Search code examples
javaneural-networkword2vecdeeplearning4j

How to clear vocab cache in DeepLearning4j Word2Vec so it will be retrained everytime


Thanks in advance. I am using Word2Vec in DeepLearning4j.

How do I clear the vocab cache in Word2Vec. This is because I want it to retrain on a new set of word patterns every time I reload Word2Vec. For now, it seems that the vocabulary of the previous set of word patterns persists and I get the same result even though I changed my input training file.
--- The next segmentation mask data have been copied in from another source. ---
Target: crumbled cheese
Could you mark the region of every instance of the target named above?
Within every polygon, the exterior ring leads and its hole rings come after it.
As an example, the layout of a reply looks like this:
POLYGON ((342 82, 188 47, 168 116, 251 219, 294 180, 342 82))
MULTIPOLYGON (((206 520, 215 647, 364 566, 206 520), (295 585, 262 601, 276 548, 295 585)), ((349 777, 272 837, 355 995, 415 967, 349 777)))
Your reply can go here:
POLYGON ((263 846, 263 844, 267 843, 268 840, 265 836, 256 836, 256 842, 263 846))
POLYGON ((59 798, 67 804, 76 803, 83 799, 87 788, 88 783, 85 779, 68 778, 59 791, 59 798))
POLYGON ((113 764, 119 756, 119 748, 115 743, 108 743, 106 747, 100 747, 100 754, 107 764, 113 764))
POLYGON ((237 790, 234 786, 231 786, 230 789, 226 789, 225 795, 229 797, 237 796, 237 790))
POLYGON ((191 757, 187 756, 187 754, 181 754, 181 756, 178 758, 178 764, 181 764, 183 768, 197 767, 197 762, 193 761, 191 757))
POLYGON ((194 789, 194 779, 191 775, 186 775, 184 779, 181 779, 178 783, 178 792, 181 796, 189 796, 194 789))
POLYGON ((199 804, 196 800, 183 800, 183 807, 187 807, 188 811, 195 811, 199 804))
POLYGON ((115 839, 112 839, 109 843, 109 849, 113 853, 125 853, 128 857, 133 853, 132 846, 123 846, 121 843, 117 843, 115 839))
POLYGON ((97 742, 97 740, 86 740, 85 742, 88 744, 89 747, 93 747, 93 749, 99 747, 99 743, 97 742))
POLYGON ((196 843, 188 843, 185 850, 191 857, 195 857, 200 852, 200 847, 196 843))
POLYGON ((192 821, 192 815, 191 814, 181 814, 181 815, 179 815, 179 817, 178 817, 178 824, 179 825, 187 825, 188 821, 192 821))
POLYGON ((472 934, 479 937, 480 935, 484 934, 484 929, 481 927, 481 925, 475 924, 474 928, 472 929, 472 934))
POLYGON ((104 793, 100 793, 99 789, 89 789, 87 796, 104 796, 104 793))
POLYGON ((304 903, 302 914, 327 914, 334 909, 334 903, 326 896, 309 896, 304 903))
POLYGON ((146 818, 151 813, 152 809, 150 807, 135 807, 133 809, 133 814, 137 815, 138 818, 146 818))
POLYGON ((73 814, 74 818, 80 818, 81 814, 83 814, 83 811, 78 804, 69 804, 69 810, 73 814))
I try to reset the model, but it doesn't work. Codes:-

Word2Vec vec = new Word2Vec.Builder() .minWordFrequency(1) .iterations(1) .layerSize(4) .seed(1) .windowSize(1) .iterate(iter) .tokenizerFactory(t) .resetModel(true) .limitVocabularySize(1) .build();

Anyone can help?


Solution

  • If you want to retrain (this is called training), I understand that you just want to completely ignore previous learned model (vocabulary, words vector, ...). To do that you should create another Word2Vec object and fit it with new data. You should use an other instance for SentenceIterator and Tokenizer classes so. Your problem could be the way you change your input training files.

    It should be ok if you just change the SentenceIterator, i.e :

    SentenceIterator iter = new CollectionSentenceIterator(DataFetcher.getFirstDataset());
    Word2Vec vec = new Word2Vec.Builder()
                .iterate(iter)
                ....
                .build();
    
    vec.fit();
    
    vec.wordsNearest("clear", 10); // you will see results from first dataset
    
    SentenceIterator iter2 = new CollectionSentenceIterator(DataFetcher.getSecondDataset());
    vec =  new Word2Vec.Builder()
        .iterate(iter2)
        ....
        .build();
    
    vec.fit();
    
    vec.wordsNearest("clear", 10); // you will see results from second dataset, without any first dataset implication
    

    If you run the code twice and you changed your input data between executions (let's say A and then B) you shouldn't have the same results. If so that's mean your model learned the same thing with input data A and B.

    If you want to update training (this is called inference), I mean use previous learned model and new data to update this model, then you should use this example from dl4j examples.